Schweiz

Bundesrätin Sommaruga gegen ACS-Boss Hurter: Krach um Geldtransporte und Schnittblumen

Empört: SVP-Nationalrat und ACS-Boss Thomas Hurter. (KEYSTONE/Anthony Anex)

Empört: SVP-Nationalrat und ACS-Boss Thomas Hurter. (KEYSTONE/Anthony Anex)

SVP-Nationalrat Thomas Hurter ist stinksauer auf SP-Bundesrätin Simonetta Sommaruga. Weil sie sich weigert, für Geldtransporte das Nachtfahrverbot für Lastwagen zu lockern.

SVP-Nationalrat Thomas Hurter (SH) ist empört. «Ich finde es unglaublich, dass eine Bundesrätin den Transport von Schnittblumen höher gewichtet als die Sicherheit von Leuten, die in der Nacht und im Dienst der Bevölkerung Geld transportieren müssen.»

Der Grund für den Ärger des Schaffhausers ist ein Schlagabtausch mit der Bundesrätin am Montag in der Fragestunde des Nationalrats.

Das kam so: Wiederholt wurden zuletzt Geldtransporter überfallen, vermutlich von kriminellen Banden aus Frankreich. So Ende August im Kanton Waadt. Die Banditen gingen äusserst brutal ans Werk, sie waren mit Kalaschnikows und Pistolen ausgerüstet, beschossen das Fahrzeug, sprengten die Hintertüre auf, steckten den Transporter in Brand.

Jetzt wird der Ruf laut, dass aus Sicherheitsgründen künftig nicht nur Lieferwagen, sondern auch Lastwagen von mehr als 3,5 Tonnen Gewicht für den Transport von Geld eingesetzt werden dürfen - bisher gilt für sie das Nachtfahrverbot.

Hurter: Sicherheit im Vordergrund

In diese Richtung ging die Frage von Thomas Hurter in der Fragestunde. «Anerkennt der Bundesrat, dass gerade die aktuell zugelassenen Fahrzeuge für solche Überfälle besonders interessant sind?», wollte Hurter, Pilot und Präsident des Automobilclubs ACS, von Verkehrsministerin Sommaruga wissen.

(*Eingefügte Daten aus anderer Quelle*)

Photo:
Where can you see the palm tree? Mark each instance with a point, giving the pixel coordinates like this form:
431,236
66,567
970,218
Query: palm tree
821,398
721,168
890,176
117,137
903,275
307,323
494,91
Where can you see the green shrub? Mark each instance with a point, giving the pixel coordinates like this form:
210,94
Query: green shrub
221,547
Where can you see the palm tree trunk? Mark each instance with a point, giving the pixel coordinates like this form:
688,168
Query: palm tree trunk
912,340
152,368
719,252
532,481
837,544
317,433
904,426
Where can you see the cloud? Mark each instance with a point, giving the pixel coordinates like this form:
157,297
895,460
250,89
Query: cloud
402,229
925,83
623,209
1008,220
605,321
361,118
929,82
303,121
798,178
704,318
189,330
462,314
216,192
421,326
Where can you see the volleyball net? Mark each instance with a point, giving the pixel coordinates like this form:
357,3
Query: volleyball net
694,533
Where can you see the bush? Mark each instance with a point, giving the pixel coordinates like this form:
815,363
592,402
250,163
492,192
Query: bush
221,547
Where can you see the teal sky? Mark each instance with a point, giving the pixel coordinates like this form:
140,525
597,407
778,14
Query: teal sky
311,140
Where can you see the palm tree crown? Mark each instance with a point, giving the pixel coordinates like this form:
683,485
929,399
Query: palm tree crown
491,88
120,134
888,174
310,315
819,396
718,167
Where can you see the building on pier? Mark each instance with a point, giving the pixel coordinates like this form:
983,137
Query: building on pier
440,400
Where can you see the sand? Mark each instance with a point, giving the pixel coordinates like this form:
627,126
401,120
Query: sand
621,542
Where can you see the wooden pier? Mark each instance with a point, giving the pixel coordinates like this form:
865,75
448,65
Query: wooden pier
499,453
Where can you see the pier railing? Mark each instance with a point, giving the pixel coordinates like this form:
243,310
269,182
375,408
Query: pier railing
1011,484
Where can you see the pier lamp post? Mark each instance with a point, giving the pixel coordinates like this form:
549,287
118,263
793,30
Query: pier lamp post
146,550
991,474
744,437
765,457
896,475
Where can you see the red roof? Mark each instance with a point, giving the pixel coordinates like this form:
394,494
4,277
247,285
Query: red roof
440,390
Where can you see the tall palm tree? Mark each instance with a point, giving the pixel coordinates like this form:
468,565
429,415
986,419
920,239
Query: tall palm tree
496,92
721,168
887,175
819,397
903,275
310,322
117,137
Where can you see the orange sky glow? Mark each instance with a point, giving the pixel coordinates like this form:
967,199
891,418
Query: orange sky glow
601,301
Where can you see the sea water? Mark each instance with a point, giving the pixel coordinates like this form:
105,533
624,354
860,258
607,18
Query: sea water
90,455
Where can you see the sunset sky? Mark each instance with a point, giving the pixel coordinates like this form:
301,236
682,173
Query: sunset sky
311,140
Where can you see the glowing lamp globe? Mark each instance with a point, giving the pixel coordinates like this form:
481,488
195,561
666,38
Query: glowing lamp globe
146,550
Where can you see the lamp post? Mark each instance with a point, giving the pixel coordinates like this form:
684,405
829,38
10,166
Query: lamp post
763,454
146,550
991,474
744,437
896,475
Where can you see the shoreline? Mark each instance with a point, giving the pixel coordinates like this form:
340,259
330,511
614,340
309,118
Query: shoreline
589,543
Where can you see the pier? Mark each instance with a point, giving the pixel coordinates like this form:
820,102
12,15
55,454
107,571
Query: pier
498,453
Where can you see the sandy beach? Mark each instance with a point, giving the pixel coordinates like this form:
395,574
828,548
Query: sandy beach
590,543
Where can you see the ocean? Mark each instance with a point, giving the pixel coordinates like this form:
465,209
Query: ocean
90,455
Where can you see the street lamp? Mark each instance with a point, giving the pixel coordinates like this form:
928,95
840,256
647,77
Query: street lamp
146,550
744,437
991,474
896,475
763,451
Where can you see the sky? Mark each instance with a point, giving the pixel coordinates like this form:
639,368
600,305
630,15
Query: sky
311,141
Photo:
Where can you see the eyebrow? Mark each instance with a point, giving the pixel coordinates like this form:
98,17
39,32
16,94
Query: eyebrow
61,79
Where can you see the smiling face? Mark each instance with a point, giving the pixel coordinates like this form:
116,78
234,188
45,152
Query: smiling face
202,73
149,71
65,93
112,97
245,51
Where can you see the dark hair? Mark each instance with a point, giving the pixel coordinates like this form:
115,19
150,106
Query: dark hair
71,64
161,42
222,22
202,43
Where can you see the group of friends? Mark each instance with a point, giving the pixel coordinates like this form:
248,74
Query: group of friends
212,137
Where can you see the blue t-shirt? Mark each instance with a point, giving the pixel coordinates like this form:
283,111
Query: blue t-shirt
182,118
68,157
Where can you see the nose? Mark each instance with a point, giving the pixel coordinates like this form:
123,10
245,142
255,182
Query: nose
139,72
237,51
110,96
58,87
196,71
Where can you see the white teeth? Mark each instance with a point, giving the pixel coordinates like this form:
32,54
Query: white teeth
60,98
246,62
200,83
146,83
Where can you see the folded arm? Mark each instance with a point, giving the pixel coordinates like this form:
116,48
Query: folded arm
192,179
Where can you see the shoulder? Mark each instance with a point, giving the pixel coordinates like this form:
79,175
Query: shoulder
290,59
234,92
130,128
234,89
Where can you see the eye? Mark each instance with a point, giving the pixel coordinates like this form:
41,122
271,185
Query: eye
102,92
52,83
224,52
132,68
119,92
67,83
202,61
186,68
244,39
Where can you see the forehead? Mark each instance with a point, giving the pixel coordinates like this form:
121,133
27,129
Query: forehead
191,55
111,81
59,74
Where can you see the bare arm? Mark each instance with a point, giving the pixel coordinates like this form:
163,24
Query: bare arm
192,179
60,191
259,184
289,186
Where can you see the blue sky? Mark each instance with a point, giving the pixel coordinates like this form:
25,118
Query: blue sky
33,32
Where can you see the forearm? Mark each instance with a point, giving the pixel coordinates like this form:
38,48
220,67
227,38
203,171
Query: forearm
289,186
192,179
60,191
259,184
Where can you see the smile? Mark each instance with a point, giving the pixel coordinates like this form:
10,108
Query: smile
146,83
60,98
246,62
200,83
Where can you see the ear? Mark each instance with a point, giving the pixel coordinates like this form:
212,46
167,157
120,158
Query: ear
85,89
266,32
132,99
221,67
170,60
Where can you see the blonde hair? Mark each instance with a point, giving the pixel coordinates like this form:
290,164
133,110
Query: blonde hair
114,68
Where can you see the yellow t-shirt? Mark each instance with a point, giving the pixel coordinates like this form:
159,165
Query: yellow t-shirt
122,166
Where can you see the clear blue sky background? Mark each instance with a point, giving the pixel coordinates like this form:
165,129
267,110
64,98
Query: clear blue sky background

Und ob der Bundesrat bereit sei, «seine Stellungnahme zu Gunsten der Sicherheit von Personen und Transporten zu überdenken?»

Geld verwelkt nicht: Simonetta Sommaruga hält nichts von Hurters Forderungen. (KEYSTONE/Anthony Anex)

Geld verwelkt nicht: Simonetta Sommaruga hält nichts von Hurters Forderungen. (KEYSTONE/Anthony Anex)

Der Schutz der Bevölkerung vor Lärm sei dem Bundesrat ein wichtiges Anliegen, antwortete die SP-Bundesrätin, gerade auch nachts. «Auf dem Markt sind gepanzerte Geldtransporter verfügbar, deren Gesamtgewicht weniger als 3,5 Tonnen beträgt. Diese Fahrzeuge fallen dann bekanntlich nicht unter das Sonntags- und Nachtfahrverbot. Somit kann die Sicherheit ohne weitere Ausnahmeregelung gewährleistet werden.» Zudem könne das Geld ja tagsüber mit grossen Lastwagen transportiert werden, winkte sie ab.

Schnittblumen verwelken, Geld nicht

Warum man denn Schnittblumen nachts und am Wochenende mit schweren Motorfahrzeugen transportieren dürfe, wollte Hurter wissen, Geld aber nicht. Sommaruga gab zurück: «Ich denke, Sie wissen ja auch, wie schnell Schnittblumen verblühen. Die Zeit ist da relevant, sie spielt also echt eine Rolle.» Die «Zeitsensibilität» sei bei Schnittblumen und Geld nicht die gleiche. Und unter Heiterkeit im Plenum sagte sie noch: «Ich vermute, die Bevölkerung würde das verstehen.»

Hurter jedenfalls versteht das nicht. Er ist stinksauer. Auch auf den Gesamtbundesrat, der bisher keine Anstalten macht, das Nachtfahrverbot für grosse Geldtransporter zu lockern.